Un cas particulier concerne les entreprises ne dépassant pas certains seuils d’activité et ayant confié leur tenue comptable et le dépôt de leurs déclarations de TVA à un cabinet d’expertise-comptable. La DGFiP tolère sous certaines conditions que la validation des écritures fondant ces déclarations de TVA n’ait lieu qu’au moment du dépôt de la liasse fiscale annuelle. L’entreprise doit alors préciser dans la notice explicative de son FEC l’organisation de la tenue de sa comptabilité et les modalités d’établissements et de dépôt de ses déclarations de TVA.

De manière générale, faute de consignes précises dans la loi sur le contenu de ce document, le travail de rédaction de la notice explicative du FEC peut soulever plusieurs interrogations. Le suivi d’un modèle préétabli est un bon moyen de se faciliter la tâche.

 

Un contrôle en constante évolution

 

L’Examen de Conformité Fiscale

La loi Pacte, adoptée le 11 avril 2019, a rehaussé les seuils minimaux de certification légale des comptes des entreprises. Une vraie révolution pour les commissaires aux comptes qui perdent ainsi un nombre conséquent de mandats.

En contrepartie, ils ont été investis d'une nouvelle mission par le gouvernement.
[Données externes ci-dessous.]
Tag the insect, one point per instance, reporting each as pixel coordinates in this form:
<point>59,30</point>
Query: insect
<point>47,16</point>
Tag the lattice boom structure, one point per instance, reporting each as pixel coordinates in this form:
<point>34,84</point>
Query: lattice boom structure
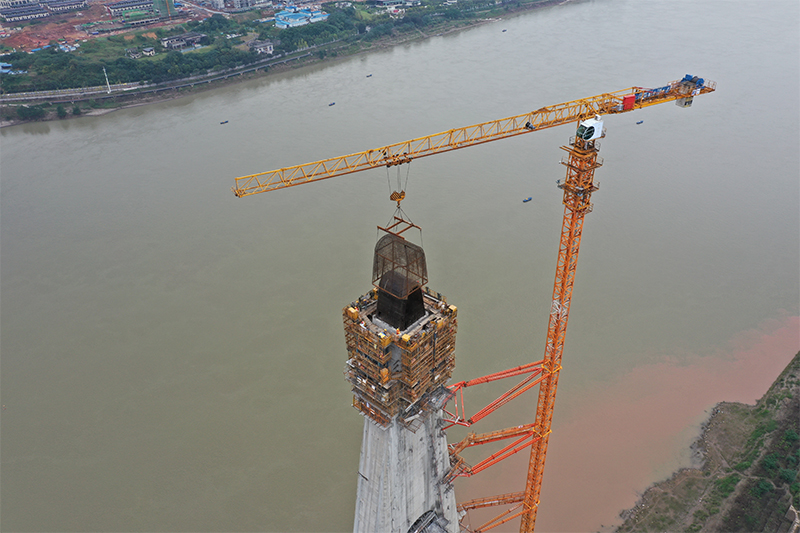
<point>399,372</point>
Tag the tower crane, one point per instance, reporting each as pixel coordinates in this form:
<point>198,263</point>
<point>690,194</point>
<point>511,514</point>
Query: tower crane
<point>578,187</point>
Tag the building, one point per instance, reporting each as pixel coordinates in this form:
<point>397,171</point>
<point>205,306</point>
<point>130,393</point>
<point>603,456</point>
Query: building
<point>118,8</point>
<point>261,47</point>
<point>60,6</point>
<point>401,353</point>
<point>26,12</point>
<point>191,38</point>
<point>292,17</point>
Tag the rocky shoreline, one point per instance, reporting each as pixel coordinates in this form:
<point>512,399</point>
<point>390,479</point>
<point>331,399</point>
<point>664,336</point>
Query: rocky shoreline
<point>747,477</point>
<point>134,100</point>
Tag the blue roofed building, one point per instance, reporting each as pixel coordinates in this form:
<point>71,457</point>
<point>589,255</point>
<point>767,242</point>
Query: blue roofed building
<point>292,17</point>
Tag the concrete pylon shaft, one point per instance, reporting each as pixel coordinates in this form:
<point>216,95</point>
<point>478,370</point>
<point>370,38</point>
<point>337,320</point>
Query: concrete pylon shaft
<point>400,481</point>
Le plan présenté en Mars 2019 par Bercy pour améliorer les relations entre l'Administration et les entreprises instaure ainsi un nouvel « Examen de Conformité Fiscale réalisé par un tiers de confiance ». Confiée dans un premier temps uniquement aux commissaires aux comptes, et depuis élargi aux experts-comptables, avocats fiscalistes et Organismes de Gestion Agréés, l’examen de conformité fiscale permet de proposer aux entreprises la réalisation d'un audit portant uniquement sur certains points fiscaux. Au travers du compte-rendu de mission, ils fournissent aux entreprises une attestation de conformité.

 

L’ECF pris en compte dans la programmation des contrôles fiscaux

Cet examen représente une opportunité de sécuriser la comptabilité et de s’assurer de sa conformité fiscale, ou d’identifier les corrections permettant d’y parvenir en amont de tout contrôle.

Ainsi, dès lors qu’une entreprise a bien tenu compte des recommandations formulées par son auditeur, elle ne pourra pas se voir réclamer de pénalités ou d’intérêts de retard sur les points validés par ce-dernier. L’ECF limite d’ailleurs le risque de contrôle en lui-même.

En Septembre 2022, lors des Universités d'été du Conseil régional de l'Ordre des experts-comptables de Paris, Patricia Sellière, chargée de mission « Relation de confiance » auprès du chef de service de la sécurité juridique et du contrôle fiscal au sein de la DGFiP, a annoncé le chiffre de 110 000 ECF, précisant qu'il s'agit du nombre de cases cochées sur les liasses fiscales.

Cette nouvelle mission constitue sans nul doute un nouveau tournant dans la transformation du contrôle fiscal.